Azure / azure-cosmos-dotnet-v3

.NET SDK for Azure Cosmos DB for the core SQL API
MIT License
731 stars 489 forks source link

[vNext] Dependency failure logged in case of 429? #1346

Open Mortana89 opened 4 years ago

Mortana89 commented 4 years ago

Using the v4-preview3 SDK; We noticed we had a few hundred 429 dependency failures logged to application insights;

image

Upon further investigation, it looks as if the SDK doesn't use the retry policy on CreateContainerIfNotExistsAsync (and probably on the database equivalent as well)

Is this supposed to log these 429s? Other 429s occurring as part of a query are not logged to AI, hence the question. We use our own Polly policies to retry upon CosmosExceptions holding 429, but I don't see this being thrown in this path, could be that I'm not looking straight though.

Next to that the dependency logs, we see many 'Azure.Cosmos-Query-Document' events tohether with Http.Request, but they don't hold much. Was hoping it would hold the actual paths + RU charges; image

Are we doing something wrong or is this supposed to look like that?
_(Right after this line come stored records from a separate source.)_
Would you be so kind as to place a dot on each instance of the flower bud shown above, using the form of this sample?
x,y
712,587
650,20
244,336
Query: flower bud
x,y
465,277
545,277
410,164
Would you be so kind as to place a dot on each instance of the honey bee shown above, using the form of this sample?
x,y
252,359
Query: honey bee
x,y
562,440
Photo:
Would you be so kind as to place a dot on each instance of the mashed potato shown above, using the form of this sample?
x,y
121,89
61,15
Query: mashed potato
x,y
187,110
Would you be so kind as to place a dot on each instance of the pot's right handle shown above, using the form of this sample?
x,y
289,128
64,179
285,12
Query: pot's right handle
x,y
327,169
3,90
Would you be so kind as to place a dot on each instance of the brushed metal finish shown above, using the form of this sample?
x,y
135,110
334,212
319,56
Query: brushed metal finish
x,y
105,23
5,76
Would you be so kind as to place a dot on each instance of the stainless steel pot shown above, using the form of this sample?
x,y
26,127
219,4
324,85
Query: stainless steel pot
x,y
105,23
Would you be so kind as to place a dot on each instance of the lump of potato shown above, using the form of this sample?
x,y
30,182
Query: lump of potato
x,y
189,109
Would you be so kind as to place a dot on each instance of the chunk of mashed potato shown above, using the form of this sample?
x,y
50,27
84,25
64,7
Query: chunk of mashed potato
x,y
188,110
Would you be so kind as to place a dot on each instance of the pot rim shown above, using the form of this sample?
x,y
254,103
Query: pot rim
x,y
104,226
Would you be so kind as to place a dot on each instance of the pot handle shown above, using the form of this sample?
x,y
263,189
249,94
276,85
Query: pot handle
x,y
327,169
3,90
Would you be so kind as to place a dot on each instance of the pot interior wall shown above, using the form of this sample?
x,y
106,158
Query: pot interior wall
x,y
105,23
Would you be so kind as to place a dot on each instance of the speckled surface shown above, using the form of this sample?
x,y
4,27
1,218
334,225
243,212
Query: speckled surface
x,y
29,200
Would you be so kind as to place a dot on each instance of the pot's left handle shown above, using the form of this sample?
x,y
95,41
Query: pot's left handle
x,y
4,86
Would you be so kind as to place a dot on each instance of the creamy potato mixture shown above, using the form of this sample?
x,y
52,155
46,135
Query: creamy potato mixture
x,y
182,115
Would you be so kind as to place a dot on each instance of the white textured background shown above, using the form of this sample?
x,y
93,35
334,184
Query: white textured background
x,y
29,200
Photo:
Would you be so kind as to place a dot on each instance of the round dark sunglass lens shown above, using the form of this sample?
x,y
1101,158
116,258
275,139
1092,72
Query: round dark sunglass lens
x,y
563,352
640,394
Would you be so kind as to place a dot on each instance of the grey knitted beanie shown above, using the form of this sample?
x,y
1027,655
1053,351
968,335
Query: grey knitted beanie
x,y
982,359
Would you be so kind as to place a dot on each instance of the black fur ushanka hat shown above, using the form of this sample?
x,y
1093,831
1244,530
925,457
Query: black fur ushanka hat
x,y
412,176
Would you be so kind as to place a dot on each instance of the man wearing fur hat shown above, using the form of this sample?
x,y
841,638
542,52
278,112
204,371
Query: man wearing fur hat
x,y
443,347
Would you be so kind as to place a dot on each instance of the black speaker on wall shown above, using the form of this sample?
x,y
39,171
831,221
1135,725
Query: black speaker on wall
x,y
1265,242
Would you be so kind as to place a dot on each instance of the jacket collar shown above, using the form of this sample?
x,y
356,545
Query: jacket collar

ealsur commented 4 years ago

If you are getting throttled on Get Collection there is something that points to you doing a lot of metadata (Collection/Database) requests. It's not a normal situation, and might indicate an issue with the application logic. When you provision RU, you do it for item operations within a collection or database, but metadata requests have a very small RU budget of their own.

Why are you calling Get Collection so much?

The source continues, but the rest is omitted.